Precisava que estivesses agora aqui, é abril e em abril, nunca te disse, mas os sonhos são mais prementes e também mais voláteis, escapam-se num ápice pelos gestos mais distraídos, estamos à janela do tempo, a olhar para as flores, a espiar a chegada da primavera e lá vão eles sorrateiros, para outro poiso fazer o mel, parecem abelhas inquietas...
- Falas de quê, tu?
- Dos sonhos mãe, e por isso dizia que precisava que estivesses aqui...
- Para me falares de sonhos?
- Sim. Não, deixa. Queria só que viesses, a andar lentamente, e depois tomávamos café com leite, na cozinha, enquanto faziamos o jantar. Tu arranjavas os grelos e eu descascava as batatas...e falávamos de coisas simples, talvez da chuva que cai há tantos dias, sem ponta de sol a sério...
- E a casa, na terra, há-de estar tão húmida! Tenho que telefonar, para que a vão arejar...
E depois a água da panela fervia e punhas lá o bacalhau e provavas de sal, para ficar saboroso, à tua moda. E era à tua moda e contigo que hoje queria estar, a escorregar pelo dia que se aproxima da noite, sem estrelas e luar...
- Está escuro como breu, nunca mais os dias ficam compridos. Quando chegam os rapazes?
Ias espreitar a rua e o seu regresso a casa e porias a mesa, desalinhando os talheres, como sempre fazias. Uma marca tua, criativa, que nos fazia rir. A ti também. Depois jantávamos e ias depressa ver um debate televisivo, sentada no teu sofá. E atenta, farias os teus comentários habituais, que inundariam de interrogações a sala morna com a nossa presença.

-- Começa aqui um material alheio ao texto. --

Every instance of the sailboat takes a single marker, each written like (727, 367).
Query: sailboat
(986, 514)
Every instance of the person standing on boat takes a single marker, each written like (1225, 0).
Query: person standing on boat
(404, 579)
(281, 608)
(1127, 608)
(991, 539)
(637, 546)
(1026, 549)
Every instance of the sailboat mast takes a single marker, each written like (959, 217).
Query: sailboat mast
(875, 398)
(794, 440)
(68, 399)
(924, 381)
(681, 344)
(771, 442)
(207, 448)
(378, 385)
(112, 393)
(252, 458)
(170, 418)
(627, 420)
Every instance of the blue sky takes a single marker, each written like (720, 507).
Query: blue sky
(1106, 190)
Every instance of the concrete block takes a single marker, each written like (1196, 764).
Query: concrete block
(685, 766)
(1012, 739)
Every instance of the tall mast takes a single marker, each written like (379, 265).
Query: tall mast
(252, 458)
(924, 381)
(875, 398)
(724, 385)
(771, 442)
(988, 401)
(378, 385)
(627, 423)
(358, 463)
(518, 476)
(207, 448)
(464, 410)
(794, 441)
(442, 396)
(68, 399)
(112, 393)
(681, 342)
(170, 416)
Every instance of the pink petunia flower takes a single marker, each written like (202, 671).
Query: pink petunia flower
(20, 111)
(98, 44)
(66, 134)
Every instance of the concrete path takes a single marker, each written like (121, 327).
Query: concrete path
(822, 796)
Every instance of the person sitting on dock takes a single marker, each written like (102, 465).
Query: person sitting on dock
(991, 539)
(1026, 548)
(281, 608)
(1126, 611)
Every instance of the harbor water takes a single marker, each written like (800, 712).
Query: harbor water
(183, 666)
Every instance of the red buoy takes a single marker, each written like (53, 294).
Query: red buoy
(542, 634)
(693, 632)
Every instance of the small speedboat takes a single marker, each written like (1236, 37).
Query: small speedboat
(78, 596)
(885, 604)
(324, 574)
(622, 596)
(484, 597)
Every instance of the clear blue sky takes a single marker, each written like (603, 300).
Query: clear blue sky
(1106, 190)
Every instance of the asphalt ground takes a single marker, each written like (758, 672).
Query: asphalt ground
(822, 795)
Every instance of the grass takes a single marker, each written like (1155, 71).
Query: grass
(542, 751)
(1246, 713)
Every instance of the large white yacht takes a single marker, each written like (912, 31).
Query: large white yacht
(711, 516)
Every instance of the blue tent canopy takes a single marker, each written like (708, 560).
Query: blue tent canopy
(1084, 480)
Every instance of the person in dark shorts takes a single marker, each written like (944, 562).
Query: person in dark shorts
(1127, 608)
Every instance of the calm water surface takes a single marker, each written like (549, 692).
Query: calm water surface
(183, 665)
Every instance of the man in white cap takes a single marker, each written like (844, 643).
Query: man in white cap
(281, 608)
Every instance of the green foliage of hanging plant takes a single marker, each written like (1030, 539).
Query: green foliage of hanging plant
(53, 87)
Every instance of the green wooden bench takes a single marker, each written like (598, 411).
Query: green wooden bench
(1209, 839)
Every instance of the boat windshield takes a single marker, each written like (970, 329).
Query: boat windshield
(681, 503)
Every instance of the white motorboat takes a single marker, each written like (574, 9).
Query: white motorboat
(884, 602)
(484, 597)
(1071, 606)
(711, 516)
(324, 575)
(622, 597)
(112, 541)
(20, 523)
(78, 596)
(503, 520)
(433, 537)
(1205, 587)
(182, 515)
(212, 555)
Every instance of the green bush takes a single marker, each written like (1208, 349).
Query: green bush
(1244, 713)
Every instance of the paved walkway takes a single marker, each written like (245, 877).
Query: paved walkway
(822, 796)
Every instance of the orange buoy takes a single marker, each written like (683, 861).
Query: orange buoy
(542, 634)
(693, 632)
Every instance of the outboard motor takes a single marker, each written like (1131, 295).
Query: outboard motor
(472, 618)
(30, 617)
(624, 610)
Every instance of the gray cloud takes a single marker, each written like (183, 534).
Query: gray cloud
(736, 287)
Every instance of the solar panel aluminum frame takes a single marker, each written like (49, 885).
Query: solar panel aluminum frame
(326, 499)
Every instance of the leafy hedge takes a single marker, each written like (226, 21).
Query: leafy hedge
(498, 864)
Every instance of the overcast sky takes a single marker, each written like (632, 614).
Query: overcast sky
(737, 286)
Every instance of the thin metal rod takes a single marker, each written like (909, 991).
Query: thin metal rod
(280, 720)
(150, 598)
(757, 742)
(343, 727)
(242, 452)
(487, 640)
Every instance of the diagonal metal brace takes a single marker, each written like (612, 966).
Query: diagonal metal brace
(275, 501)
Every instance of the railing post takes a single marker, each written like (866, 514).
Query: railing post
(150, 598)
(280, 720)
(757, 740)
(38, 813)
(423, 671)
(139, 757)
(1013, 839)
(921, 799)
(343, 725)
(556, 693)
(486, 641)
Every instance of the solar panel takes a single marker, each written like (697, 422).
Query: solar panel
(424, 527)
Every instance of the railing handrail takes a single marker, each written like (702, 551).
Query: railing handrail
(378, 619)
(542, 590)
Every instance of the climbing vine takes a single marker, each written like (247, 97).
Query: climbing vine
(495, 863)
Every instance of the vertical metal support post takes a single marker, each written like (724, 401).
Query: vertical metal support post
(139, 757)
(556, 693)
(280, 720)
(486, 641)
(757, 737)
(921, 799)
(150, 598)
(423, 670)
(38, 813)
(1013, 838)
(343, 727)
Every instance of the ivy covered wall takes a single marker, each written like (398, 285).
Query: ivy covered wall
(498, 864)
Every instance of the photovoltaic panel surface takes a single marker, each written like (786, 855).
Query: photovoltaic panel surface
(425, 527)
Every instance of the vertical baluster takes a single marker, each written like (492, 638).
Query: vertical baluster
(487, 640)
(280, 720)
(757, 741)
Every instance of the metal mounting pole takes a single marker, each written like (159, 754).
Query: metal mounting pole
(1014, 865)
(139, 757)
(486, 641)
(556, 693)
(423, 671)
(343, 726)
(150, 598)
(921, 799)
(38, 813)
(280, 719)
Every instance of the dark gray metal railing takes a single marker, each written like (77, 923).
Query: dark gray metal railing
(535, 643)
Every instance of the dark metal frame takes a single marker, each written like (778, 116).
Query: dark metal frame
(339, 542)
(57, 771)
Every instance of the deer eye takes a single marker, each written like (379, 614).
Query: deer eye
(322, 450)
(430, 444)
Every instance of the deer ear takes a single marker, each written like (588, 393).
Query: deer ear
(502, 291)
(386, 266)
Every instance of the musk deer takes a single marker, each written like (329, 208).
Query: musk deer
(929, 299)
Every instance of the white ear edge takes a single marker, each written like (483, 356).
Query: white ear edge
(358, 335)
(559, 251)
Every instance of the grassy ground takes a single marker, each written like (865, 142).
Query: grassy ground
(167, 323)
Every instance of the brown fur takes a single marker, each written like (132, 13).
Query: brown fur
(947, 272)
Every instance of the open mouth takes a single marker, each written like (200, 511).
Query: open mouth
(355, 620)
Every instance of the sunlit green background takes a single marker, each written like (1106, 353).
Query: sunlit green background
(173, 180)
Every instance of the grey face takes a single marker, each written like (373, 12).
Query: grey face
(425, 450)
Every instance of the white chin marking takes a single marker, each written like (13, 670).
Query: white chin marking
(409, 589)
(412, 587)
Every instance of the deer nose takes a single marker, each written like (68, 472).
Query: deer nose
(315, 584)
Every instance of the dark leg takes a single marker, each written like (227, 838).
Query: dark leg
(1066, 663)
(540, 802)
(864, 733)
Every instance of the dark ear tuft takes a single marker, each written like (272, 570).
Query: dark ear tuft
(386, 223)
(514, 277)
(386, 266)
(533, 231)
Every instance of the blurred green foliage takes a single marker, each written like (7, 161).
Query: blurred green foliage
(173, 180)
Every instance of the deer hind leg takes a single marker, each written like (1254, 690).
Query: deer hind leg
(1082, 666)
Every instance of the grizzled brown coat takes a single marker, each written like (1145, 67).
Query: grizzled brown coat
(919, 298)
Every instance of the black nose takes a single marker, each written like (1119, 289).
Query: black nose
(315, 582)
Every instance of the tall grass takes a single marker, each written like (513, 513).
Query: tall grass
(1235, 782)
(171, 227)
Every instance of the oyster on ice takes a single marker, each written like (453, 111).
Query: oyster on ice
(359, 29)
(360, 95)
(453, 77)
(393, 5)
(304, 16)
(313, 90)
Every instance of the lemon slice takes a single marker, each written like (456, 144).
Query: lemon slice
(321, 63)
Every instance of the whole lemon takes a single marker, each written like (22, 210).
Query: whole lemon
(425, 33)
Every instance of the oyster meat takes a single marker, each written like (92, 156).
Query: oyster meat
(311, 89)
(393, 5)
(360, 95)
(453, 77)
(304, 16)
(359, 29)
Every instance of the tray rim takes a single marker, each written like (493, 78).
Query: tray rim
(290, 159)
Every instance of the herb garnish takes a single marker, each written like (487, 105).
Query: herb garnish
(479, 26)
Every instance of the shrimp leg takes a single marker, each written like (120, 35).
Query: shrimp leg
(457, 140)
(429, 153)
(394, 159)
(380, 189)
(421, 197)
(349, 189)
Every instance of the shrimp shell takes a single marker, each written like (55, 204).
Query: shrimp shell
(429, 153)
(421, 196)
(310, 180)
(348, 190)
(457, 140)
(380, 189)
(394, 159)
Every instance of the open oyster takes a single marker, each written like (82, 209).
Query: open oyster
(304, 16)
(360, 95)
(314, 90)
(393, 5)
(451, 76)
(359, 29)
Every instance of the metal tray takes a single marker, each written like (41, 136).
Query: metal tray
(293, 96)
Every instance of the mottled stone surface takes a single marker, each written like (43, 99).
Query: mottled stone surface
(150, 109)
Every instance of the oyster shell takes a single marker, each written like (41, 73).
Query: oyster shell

Era assim que eu precisava que fosse o início de abril, tu connosco, para espantar este inverno que vem de longe e não me dá folgas. Nem folgas nem alentos, deixando os sonhos em suspenso, como bolas de sabão que ao minimo movimento, rebentam. Os sonhos são coisas muito frágeis, mãe. Mas acho que não te diria nada sobre isto. A tua presença a cirandar pela casa bastaria para aquietar o tempo.
- És sempre a mesma, preocupada com tudo. Eu acho é que estudaste muito. E lês muito e escreves muito. E pensas muito. Se calhar teria sido melhor teres ido para costureira...
Se calhar mãe. E se calhar abril seria mais fácil e a vida também. E se calhar não teria tantas noites como esta em que precisava que estivesses aqui. Para aguentar o dia que amanhã vai chegar.